Attention refers to the process through which the human brain selects specific information for further processing. Human beings have attention to help them focus on specific details and then create a memory. Through attention, one can extract information from the environment and send the required body response (Banich and Compton, 2018). Perception forms the part of the brain that interprets what the body feels, hears, tastes or touches into images that can be understood before the mind can act. Attention picks the image and determines what the brain will concentrate on depending on the goals, interests, or past experiences. The brain chooses the information to perceive and act through attention, explaining how attention and perception interact.

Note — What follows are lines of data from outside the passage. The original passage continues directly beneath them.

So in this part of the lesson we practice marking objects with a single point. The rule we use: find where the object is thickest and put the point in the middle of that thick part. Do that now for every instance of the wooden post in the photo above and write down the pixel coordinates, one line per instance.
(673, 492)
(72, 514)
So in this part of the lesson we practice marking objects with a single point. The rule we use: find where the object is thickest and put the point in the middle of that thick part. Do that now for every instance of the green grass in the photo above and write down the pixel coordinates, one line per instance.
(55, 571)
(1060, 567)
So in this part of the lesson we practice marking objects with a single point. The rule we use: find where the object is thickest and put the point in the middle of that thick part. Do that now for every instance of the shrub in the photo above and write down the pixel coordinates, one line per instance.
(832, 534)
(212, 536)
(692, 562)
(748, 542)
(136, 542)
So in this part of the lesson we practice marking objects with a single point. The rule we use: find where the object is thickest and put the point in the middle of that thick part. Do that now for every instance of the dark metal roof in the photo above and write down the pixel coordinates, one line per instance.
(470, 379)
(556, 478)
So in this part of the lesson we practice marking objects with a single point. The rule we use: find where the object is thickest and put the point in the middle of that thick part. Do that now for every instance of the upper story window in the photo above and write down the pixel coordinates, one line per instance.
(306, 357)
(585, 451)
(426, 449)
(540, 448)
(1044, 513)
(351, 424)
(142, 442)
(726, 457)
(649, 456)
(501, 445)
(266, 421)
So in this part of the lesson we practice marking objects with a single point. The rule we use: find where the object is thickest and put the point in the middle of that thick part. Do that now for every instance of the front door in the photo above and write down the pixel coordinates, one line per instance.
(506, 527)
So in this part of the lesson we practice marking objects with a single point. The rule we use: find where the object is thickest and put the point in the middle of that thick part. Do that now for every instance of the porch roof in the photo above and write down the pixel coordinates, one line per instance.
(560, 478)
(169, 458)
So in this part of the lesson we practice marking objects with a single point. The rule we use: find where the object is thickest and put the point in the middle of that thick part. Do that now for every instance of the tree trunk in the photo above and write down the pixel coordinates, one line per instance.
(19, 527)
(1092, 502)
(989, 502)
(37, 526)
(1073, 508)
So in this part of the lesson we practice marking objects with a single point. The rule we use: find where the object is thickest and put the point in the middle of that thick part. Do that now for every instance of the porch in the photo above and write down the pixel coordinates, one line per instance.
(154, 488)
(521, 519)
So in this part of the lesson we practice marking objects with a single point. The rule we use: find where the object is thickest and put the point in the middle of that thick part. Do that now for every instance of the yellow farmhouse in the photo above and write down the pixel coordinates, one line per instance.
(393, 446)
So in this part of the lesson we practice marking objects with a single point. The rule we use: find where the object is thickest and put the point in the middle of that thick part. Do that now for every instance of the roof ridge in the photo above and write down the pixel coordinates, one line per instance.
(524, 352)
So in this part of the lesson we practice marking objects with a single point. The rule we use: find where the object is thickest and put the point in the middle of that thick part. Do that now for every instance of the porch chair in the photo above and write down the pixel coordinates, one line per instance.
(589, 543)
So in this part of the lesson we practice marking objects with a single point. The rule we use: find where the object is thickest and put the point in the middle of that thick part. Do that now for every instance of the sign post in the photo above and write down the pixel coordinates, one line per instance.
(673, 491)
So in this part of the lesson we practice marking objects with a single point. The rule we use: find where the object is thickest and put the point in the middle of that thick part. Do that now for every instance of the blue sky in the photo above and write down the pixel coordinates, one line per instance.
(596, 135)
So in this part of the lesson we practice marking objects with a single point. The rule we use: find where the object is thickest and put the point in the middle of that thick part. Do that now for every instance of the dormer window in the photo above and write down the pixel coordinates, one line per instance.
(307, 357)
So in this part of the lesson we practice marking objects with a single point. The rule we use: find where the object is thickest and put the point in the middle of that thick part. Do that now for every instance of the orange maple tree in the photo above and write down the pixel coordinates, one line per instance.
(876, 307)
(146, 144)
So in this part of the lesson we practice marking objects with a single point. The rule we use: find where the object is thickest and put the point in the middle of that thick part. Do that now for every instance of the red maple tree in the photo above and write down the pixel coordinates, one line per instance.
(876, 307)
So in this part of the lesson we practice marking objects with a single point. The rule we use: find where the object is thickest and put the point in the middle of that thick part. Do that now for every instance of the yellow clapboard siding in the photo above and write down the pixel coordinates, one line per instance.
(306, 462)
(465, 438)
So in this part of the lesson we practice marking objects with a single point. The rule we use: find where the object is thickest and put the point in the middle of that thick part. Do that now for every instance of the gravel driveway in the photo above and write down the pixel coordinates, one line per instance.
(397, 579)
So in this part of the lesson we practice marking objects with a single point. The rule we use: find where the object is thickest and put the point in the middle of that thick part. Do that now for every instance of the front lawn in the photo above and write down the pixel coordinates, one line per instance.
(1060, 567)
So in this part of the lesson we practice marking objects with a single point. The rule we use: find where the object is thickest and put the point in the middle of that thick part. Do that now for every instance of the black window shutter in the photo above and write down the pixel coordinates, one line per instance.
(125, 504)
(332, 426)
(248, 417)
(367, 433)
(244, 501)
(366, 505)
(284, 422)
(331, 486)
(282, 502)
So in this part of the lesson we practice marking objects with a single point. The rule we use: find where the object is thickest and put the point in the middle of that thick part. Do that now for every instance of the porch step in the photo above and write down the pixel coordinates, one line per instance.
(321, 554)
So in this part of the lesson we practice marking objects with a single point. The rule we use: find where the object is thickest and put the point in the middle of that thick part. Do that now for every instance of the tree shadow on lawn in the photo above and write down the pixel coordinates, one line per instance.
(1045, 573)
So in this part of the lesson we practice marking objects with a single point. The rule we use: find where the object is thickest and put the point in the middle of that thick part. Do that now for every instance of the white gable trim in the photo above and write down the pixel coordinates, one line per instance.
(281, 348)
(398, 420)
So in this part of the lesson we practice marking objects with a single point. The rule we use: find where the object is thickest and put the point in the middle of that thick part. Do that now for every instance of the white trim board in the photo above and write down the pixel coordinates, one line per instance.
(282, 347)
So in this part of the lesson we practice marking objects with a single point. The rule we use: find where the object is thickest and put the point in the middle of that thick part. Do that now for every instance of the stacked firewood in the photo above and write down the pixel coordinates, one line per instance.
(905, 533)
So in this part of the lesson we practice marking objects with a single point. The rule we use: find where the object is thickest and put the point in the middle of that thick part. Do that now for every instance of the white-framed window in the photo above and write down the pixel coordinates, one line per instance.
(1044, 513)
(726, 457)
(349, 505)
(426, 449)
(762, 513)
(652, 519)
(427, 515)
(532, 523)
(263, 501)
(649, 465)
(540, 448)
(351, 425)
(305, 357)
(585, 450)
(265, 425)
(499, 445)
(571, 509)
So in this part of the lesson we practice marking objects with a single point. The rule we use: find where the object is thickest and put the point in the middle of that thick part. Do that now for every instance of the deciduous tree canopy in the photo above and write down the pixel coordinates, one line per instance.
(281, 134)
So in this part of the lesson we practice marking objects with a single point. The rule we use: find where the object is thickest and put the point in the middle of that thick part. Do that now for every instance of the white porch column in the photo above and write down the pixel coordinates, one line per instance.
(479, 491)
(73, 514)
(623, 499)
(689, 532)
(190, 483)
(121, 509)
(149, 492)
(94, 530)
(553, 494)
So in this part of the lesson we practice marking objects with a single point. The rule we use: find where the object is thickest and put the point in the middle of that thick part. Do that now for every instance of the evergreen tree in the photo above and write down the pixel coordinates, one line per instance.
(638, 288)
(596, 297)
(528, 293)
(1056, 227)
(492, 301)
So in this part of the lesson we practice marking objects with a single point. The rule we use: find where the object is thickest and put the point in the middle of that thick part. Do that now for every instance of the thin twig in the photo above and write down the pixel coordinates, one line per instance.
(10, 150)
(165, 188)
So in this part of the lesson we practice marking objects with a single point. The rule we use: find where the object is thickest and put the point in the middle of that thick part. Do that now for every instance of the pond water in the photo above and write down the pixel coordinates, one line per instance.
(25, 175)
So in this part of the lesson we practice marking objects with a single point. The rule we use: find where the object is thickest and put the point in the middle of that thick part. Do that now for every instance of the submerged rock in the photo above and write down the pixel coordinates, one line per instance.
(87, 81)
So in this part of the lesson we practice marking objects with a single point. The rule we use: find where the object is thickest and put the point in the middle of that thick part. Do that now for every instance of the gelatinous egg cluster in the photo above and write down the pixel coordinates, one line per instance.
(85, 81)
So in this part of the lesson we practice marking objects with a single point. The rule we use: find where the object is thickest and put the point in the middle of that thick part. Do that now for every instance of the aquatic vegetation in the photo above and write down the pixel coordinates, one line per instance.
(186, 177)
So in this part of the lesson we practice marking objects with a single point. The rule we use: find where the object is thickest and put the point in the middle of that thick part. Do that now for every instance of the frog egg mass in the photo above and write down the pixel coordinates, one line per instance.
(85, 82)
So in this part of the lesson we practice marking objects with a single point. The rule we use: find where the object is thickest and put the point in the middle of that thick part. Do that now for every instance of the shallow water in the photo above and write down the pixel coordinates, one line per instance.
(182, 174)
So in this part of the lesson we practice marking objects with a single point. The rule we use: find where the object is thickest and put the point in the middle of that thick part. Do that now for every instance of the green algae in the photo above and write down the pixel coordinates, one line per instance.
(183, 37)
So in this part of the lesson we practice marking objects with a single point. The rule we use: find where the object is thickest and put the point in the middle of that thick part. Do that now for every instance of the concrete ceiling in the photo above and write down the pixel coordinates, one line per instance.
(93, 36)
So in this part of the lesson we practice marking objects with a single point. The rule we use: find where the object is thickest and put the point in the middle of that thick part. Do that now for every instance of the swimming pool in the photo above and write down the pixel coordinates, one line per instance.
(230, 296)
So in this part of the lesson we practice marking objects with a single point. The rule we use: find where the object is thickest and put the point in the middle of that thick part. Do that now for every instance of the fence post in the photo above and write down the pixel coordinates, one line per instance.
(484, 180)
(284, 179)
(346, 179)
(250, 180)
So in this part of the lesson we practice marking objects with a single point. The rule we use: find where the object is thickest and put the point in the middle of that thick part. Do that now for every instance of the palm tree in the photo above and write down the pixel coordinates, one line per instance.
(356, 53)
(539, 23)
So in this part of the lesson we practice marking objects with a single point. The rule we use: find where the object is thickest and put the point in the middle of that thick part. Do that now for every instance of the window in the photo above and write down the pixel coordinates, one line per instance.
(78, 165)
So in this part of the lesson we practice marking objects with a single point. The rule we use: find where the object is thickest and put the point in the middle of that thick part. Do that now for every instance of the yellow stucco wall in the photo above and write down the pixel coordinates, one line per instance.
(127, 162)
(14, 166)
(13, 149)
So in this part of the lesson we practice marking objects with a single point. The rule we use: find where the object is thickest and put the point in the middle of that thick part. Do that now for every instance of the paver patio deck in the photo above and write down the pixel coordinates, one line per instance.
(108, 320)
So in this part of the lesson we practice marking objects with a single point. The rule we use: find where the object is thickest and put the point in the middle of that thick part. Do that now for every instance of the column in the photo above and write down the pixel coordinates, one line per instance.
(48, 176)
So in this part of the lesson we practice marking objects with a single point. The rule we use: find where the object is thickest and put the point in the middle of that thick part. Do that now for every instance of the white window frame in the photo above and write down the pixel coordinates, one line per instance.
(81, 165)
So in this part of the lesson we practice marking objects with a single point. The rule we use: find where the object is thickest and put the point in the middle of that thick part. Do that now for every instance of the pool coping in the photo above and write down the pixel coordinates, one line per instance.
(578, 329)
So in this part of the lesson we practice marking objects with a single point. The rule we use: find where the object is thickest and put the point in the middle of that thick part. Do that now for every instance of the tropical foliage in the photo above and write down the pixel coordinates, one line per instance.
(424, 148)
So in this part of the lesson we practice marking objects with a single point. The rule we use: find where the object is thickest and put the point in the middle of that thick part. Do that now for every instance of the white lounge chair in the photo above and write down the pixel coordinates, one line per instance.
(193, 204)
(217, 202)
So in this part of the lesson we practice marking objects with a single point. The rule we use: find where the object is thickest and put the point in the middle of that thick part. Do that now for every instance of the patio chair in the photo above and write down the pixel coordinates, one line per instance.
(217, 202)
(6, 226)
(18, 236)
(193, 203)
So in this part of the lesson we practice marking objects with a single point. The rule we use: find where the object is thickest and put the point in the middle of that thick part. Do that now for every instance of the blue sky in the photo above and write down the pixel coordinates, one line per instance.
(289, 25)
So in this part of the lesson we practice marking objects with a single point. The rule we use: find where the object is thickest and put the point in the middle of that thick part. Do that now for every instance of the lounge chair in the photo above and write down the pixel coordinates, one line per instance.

Pay attention is a phrase that means withdrawal from certain activities and tasks to be vigilant of the current primary process. It is focusing and processing information that is present in one’s surroundings. The human brain is limited on the amount of data it can process at any one time. This implies that it can only select specific information to process keenly and deeply. Therefore no one can pay attention to more than one thing at a time. Attention is essential because it helps modify ongoing processing across all other domain functions and serves as the modulate. It is necessary when one must entirely focus and deal with a vital task. Attention is not essential when there is no high relevant task for the brain to respond. Hemineglect is a failure of attention because an individual ignores information on the side space contralateral to a brain lesion. There is object-based neglect with attention biased on one side of the brain space. Brain parts involved are the parietal lobe, the right and left hemispheres.
Reference
Banich, M., & Compton, R. (2018). Cognitive Neuroscience (4th ed.). Cambridge: Cambridge University Press. Web.